Rabbits live 10 to 12 years. Will the child still care for the rabbit after the novelty wears off? Or will this rabbit spend this summer abandoned in a backyard hutch where he/she eventually will die alone? Like dogs and cats, rabbits are social animals and need daily interactions with their human owners.

Last year, hundreds of rabbits were surrendered at animal shelters and rabbit rescues across this state. And unlike wild rabbits, pet rabbits released into the wild cannot fend for themselves. This rabbit wouldn’t survive and eventually would be killed by a predator.

Rabbits make great pets, provided their owner accepts them on their own terms. They need a safe and loving environment in a home, not in an outdoor hutch. Older rabbits in shelters have little chance of being adopted because most people mistakenly want a baby rabbit. This is unfortunate because older rabbits make the best pets. They are more tolerant of children and have reached their affectionate adult personality.
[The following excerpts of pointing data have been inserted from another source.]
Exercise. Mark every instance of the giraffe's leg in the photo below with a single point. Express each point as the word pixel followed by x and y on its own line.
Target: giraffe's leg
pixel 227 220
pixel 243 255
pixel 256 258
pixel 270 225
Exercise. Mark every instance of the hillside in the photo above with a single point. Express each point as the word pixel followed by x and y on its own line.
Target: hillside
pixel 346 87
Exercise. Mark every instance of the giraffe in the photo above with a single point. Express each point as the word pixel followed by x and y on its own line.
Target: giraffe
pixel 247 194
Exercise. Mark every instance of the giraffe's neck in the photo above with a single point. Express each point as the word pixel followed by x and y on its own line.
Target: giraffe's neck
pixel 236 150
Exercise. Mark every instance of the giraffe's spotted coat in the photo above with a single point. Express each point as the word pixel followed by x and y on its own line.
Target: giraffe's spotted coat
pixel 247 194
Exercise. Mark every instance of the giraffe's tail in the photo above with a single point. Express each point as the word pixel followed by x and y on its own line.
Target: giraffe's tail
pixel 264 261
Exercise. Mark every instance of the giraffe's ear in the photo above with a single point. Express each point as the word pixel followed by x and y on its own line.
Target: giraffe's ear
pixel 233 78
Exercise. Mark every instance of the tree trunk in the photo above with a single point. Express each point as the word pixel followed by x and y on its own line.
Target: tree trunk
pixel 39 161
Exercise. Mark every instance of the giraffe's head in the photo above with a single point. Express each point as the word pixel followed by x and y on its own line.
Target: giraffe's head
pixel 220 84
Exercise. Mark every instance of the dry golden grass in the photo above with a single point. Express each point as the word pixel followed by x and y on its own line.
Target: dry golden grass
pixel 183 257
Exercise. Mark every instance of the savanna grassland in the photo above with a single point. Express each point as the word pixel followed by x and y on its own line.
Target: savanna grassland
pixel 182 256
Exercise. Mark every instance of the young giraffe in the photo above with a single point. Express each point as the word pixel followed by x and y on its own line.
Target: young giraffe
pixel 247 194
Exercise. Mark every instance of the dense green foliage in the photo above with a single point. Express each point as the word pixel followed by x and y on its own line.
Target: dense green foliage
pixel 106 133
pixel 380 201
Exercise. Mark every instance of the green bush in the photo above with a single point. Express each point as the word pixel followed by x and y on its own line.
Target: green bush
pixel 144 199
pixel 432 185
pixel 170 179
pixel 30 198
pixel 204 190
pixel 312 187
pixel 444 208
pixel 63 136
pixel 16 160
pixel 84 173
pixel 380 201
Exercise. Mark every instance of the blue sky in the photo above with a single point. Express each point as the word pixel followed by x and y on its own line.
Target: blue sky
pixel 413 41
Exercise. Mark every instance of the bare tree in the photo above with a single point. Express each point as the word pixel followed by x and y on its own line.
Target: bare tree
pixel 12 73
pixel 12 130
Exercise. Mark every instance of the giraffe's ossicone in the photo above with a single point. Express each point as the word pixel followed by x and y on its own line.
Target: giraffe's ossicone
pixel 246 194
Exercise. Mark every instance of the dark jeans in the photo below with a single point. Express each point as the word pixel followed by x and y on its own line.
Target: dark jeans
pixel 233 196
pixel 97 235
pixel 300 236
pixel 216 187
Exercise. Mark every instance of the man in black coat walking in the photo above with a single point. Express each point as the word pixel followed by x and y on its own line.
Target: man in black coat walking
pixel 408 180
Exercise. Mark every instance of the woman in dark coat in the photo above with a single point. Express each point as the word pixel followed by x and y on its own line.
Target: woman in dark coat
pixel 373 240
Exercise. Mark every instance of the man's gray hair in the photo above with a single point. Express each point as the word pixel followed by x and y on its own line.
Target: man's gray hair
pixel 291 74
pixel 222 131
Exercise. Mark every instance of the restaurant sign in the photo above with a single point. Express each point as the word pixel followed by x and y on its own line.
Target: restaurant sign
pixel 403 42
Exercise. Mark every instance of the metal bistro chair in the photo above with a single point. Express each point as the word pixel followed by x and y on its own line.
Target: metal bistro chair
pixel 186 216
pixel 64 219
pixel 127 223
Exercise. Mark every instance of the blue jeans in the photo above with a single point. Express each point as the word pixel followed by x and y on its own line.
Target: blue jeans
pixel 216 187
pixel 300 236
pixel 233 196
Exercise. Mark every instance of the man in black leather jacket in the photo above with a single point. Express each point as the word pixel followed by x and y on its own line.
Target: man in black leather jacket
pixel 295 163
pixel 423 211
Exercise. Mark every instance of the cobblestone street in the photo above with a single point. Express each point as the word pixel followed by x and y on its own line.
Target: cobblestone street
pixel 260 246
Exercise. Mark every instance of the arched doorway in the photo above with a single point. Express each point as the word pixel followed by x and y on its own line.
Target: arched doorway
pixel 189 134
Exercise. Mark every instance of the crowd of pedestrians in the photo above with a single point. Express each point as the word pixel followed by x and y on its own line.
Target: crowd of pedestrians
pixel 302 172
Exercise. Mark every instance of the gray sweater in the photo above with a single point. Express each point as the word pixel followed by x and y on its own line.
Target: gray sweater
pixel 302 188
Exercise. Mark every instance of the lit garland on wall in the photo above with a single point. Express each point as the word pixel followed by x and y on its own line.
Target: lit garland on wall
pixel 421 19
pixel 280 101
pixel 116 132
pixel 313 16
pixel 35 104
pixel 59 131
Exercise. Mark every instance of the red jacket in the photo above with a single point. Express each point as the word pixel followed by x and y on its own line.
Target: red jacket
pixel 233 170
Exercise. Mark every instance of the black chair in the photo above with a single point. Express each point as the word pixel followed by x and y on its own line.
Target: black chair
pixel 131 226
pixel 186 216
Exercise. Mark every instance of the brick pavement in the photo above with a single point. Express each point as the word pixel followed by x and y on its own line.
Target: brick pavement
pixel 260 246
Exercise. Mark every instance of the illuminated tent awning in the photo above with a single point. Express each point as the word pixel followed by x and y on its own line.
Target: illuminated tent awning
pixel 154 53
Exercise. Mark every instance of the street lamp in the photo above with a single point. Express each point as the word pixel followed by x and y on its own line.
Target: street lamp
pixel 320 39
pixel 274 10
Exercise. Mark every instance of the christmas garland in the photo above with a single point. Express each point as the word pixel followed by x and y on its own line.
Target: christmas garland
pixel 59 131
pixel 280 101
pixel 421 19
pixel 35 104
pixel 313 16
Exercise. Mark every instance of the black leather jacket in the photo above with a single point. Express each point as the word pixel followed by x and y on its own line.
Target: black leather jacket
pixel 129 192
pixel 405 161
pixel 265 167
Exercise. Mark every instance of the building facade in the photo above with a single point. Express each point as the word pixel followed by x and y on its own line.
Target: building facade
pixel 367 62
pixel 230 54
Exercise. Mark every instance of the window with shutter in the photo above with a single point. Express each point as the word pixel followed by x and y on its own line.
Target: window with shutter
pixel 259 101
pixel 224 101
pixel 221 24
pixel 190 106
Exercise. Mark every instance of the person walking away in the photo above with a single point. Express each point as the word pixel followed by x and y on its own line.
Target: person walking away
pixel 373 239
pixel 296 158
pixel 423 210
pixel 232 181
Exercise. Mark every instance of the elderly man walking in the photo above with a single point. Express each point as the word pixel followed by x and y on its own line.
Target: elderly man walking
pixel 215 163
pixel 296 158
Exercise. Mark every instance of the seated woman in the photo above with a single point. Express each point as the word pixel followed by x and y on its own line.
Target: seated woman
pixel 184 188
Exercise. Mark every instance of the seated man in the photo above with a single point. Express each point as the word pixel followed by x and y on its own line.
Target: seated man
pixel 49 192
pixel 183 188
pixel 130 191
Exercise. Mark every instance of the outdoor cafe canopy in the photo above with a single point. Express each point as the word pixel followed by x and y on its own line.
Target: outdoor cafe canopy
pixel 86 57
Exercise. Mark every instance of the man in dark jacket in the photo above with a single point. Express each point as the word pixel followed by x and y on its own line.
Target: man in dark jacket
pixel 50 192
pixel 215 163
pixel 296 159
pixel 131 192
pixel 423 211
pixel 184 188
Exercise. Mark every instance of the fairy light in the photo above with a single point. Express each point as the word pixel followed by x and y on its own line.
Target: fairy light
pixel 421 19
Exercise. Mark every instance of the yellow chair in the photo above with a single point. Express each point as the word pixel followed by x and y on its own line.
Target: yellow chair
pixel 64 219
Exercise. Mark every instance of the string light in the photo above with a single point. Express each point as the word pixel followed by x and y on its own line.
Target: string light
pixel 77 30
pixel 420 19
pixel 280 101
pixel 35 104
Save a life and don’t buy an Easter bunny. If a person must have a rabbit, rescue an altered rabbit from a local animal shelter or from a rabbit rescue group. A listing of available rabbits nearby is found at www.petfinder.org or www.hromaine.org. More information about rabbits at can be found at www.rabbit.org or www.hromaine.org.

Please consider the life of that rabbit before buying him/her as an Easter gift.